Well, my prediction came true. After a battling through a few more rounds, the final came down to Roberto Chiappa and Ryan Bayley. Neither is at a loss for speed, and the rounds were great to watch. Ultimately though, Chiappa just had too much power, coming over Bayley in two straight rounds to win. He left no room for doubt. I talked with Bayley about it afterwards, and he didn't seem surprised (or disappointed) remarking, "the guy qualified two tenths faster than me, so if I beat him, I'm doing something right." No win this time, but a good show, regardless. Watching those two duke it out, bumping elbows and shoulders through turns 3 and 4, at 40+ mph really made me glad that I'm not a sprinter. Those guys are terrifying.
Ryan Nelman got taken to school by Dan Ellis in the 3rd-4th rounds. Nelman may be getting a lot faster, but he still can't top the international field.

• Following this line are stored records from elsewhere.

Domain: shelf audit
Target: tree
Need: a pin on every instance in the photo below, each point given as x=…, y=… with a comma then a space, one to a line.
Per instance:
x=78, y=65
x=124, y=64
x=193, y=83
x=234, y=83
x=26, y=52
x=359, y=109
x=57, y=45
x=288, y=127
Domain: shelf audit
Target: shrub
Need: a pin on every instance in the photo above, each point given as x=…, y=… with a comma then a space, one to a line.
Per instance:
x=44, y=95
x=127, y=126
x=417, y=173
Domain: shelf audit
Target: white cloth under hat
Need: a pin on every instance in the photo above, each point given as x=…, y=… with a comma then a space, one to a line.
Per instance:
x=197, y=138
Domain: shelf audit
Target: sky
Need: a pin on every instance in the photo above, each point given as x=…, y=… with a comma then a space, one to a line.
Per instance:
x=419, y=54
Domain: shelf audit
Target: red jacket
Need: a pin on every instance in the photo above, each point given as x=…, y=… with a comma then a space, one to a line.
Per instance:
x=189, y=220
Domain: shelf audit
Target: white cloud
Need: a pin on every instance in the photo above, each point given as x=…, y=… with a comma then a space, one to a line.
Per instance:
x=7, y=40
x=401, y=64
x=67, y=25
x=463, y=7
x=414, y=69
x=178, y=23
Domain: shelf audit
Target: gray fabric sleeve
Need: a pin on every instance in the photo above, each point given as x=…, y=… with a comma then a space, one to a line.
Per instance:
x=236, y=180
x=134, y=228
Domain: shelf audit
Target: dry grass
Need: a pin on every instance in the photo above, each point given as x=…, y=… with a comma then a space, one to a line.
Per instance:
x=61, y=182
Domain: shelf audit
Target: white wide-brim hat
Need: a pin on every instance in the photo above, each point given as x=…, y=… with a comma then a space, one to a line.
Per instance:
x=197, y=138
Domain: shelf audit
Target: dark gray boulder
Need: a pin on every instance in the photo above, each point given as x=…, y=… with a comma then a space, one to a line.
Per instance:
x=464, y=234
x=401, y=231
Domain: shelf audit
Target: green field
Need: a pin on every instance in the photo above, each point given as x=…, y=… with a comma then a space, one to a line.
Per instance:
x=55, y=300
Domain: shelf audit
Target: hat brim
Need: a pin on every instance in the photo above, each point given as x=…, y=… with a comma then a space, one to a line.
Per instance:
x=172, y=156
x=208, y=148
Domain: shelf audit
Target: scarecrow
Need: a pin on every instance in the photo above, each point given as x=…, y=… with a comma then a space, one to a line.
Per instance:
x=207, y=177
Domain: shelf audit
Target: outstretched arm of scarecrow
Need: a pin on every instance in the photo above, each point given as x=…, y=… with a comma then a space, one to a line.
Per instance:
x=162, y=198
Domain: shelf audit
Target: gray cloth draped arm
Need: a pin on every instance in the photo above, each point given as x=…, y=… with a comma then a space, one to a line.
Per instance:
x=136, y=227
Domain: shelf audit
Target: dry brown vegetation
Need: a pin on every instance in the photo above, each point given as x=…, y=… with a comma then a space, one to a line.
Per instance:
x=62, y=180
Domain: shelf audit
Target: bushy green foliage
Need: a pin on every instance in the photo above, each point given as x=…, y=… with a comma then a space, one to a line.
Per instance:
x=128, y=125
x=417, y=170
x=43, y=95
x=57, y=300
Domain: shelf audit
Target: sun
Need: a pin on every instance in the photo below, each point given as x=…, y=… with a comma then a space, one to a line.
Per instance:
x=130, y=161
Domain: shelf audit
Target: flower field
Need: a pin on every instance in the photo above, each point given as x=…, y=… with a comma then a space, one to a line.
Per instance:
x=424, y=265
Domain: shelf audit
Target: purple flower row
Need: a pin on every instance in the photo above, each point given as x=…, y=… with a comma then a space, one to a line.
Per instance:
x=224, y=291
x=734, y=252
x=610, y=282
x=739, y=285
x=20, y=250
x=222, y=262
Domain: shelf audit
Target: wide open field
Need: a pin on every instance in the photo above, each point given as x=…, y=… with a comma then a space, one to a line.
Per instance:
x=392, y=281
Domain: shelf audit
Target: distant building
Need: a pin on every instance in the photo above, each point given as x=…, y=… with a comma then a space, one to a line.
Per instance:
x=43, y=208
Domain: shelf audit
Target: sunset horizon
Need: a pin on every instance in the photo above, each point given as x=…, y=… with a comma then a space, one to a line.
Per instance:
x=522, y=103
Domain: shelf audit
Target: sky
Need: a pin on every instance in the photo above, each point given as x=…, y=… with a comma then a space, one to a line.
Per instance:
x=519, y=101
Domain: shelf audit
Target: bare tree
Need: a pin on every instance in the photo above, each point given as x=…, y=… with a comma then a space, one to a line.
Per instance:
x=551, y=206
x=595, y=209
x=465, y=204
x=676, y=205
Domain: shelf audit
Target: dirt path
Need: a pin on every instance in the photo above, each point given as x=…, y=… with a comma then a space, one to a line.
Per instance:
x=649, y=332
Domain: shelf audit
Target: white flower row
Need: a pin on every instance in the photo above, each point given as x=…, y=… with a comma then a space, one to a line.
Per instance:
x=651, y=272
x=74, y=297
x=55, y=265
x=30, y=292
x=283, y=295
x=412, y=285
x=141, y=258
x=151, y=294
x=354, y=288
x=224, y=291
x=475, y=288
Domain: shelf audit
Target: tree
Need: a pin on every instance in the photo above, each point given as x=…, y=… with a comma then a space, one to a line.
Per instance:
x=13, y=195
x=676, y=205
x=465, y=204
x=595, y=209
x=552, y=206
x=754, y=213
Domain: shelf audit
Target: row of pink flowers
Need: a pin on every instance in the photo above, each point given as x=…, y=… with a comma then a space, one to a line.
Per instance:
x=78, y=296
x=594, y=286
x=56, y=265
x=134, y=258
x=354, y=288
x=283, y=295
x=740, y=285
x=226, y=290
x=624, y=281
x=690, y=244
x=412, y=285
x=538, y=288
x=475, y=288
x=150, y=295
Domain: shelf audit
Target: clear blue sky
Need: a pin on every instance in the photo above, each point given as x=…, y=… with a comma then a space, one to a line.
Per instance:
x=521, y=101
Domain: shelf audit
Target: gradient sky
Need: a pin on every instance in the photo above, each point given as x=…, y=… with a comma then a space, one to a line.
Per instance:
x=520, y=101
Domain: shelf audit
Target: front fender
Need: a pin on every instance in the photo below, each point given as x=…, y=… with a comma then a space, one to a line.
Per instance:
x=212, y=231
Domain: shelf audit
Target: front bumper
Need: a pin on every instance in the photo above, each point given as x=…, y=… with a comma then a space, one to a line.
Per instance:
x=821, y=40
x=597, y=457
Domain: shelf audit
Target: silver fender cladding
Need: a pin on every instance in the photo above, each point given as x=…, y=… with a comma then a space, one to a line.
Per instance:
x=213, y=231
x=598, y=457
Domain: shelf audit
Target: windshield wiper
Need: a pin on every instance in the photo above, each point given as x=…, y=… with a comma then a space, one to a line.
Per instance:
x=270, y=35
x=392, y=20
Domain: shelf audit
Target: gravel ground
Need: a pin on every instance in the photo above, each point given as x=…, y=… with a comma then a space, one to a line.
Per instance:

On the women's side of things, Anna Meares lived up to her stripes and accolades, beating Jenny Reed in two rides to win. Her sister Kerry, meanwhile, beat out American masters world champion Liz Reap-Carlson for third.
Meares and Reed probably provided the most interesting rides in the finals, as the men's racing was a pretty straight forward affair, with the fastest qualifier winning in both cases. The same held true for the women, but at least Reed and Meares threw in some drama. During their first ride, the went into trackstands, and the standoff was broken when Reed had to grab the rail, forcing a restart. In the re-ride, they did it again, and while neither touched the wall, it was a brilliant display of handling, with Meares hopping her rear wheel and pedaling in the air to get her feet into a better position. That's one gutsy move, but it may have paid off, as she won the ride.
In the second ride, going down the backstretch on the first lap, Reed chopped Meares down onto the apron. Lucy Tyler had always told me that in a match sprint, "one person is in charge, and the other is the bitch." Not one to take to this sort of thing lightly, Meares immediately chops back up, takes Reed all the way to rail, holds her there for a second, and then lets the race progress. It was awesome. Perhaps it's because she was once again "in charge," or maybe it's that she is scary fast, Meares went on to win the ride, and in turn, take the victory in the tournament.
I shot video of the some of the final rides, but they are all too big to post. I'll try to trim them down and compress them, and get them up in the next few days.